Hi guys,
Good day.
I rebuilt flink from the source and specified the vendor specific
Hadoop version. It works well when i just submit a streaming
application without '-d'(--detached) option as follows:
bin/flink run -m yarn-cluster -yqu root.streaming -yn 5 -yjm 2048 -ytm
3096 -ynm CJVFormatter -ys 2 -c yidian.data.cjv.Formatter
./cjv-formatter-1.0-SNAPSHOT.jar --conf ./formatter.conf
But if i add the '-d'(--detached) option, a
'*org.apache.flink.client.deployment.ClusterDeploymentException*' will
be thrown out to the CLI. Just as:
bin/flink run */-d/* -m yarn-cluster -yqu root.streaming -yn 5 -yjm
2048 -ytm 3096 -ynm CJVFormatter -ys 2 -c yidian.data.cjv.Formatter
./cjv-formatter-1.0-SNAPSHOT.jar --conf ./formatter.conf
*--------------------------------Exception
start--------------------------------------------------------------------------------------------------------------------------------------------*
The program finished with the following exception:
org.apache.flink.client.deployment.ClusterDeploymentException: Could
not deploy Yarn job cluster.
at
org.apache.flink.yarn.YarnClusterDescriptor.deployJobCluster(YarnClusterDescriptor.java:82)
at
org.apache.flink.client.cli.CliFrontend.runProgram(CliFrontend.java:238)

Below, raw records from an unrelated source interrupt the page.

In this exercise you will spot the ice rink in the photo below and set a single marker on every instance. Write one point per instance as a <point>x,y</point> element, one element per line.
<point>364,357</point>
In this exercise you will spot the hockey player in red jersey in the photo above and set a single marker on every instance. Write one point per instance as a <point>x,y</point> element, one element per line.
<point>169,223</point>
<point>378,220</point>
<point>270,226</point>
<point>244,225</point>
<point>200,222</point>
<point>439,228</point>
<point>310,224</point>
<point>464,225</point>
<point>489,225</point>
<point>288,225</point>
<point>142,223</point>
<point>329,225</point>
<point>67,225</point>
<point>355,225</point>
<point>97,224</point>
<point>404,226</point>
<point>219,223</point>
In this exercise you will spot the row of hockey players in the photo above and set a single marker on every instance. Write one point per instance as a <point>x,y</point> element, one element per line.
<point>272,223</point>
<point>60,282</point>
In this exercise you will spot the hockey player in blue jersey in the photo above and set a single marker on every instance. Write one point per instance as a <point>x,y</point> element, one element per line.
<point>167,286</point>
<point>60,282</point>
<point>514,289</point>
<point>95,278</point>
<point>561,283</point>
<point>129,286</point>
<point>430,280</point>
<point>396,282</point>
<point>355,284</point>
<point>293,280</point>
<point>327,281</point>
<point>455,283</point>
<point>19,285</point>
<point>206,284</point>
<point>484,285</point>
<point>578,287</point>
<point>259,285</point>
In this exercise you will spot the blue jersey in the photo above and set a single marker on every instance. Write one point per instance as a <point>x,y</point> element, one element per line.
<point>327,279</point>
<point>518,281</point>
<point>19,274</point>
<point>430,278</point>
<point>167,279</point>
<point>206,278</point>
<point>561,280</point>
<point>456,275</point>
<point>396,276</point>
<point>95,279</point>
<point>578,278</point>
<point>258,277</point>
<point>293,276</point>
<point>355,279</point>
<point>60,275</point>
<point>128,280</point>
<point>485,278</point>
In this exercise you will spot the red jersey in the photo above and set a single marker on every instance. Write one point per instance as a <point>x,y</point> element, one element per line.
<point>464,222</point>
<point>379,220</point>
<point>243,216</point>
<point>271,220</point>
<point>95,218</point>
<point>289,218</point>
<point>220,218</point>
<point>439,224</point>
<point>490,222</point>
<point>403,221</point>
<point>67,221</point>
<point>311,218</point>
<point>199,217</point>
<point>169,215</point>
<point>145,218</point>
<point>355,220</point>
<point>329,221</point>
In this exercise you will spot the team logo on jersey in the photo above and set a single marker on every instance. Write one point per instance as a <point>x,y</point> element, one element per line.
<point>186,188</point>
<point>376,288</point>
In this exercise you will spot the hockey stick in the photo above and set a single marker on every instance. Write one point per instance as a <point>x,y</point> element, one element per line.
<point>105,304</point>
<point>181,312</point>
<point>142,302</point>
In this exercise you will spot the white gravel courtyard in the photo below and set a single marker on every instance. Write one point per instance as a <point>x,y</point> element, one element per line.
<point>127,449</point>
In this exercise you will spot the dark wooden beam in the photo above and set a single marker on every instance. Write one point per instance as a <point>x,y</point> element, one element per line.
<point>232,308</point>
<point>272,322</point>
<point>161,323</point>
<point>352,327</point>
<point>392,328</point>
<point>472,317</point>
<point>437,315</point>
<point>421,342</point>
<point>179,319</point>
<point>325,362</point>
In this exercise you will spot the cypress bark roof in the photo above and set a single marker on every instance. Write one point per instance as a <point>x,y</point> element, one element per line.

at org.apache.flink.client.cli.CliFrontend.run(CliFrontend.java:213)
at
org.apache.flink.client.cli.CliFrontend.parseParameters(CliFrontend.java:1050)
at
org.apache.flink.client.cli.CliFrontend.lambda$main$16(CliFrontend.java:1126)
at java.security.AccessController.doPrivileged(Native Method)
at javax.security.auth.Subject.doAs(Subject.java:422)
at
org.apache.hadoop.security.UserGroupInformation.doAs(UserGroupInformation.java:1671)
at
org.apache.flink.runtime.security.HadoopSecurityContext.runSecured(HadoopSecurityContext.java:41)
at org.apache.flink.client.cli.CliFrontend.main(CliFrontend.java:1126)
Caused by:
org.apache.flink.yarn.AbstractYarnClusterDescriptor$YarnDeploymentException:
The YARN application unexpectedly switched to state FAILED during
deployment.
Diagnostics from YARN: Application application_1544777537685_0068
failed 2 times due to AM Container for
appattempt_1544777537685_0068_000002 exited with exitCode: 1
For more detailed output, check application tracking
page:http://103-8-200-sh-100-F07.yidian.com:8088/proxy/application_1544777537685_0068/Then,
click on links to logs of each attempt.
Diagnostics: Exception from container-launch.
Container id: container_e03_1544777537685_0068_02_000001
Exit code: 1
Stack trace: ExitCodeException exitCode=1:
at org.apache.hadoop.util.Shell.runCommand(Shell.java:543)
at org.apache.hadoop.util.Shell.run(Shell.java:460)
at
org.apache.hadoop.util.Shell$ShellCommandExecutor.execute(Shell.java:720)
at
org.apache.hadoop.yarn.server.nodemanager.DefaultContainerExecutor.launchContainer(DefaultContainerExecutor.java:210)
at
org.apache.hadoop.yarn.server.nodemanager.containermanager.launcher.ContainerLaunch.call(ContainerLaunch.java:302)
at
org.apache.hadoop.yarn.server.nodemanager.containermanager.launcher.ContainerLaunch.call(ContainerLaunch.java:82)
at java.util.concurrent.FutureTask.run(FutureTask.java:266)
at
java.util.concurrent.ThreadPoolExecutor.runWorker(ThreadPoolExecutor.java:1142)
at
java.util.concurrent.ThreadPoolExecutor$Worker.run(ThreadPoolExecutor.java:617)
at java.lang.Thread.run(Thread.java:745)
Container exited with a non-zero exit code 1
Failing this attempt. Failing the application.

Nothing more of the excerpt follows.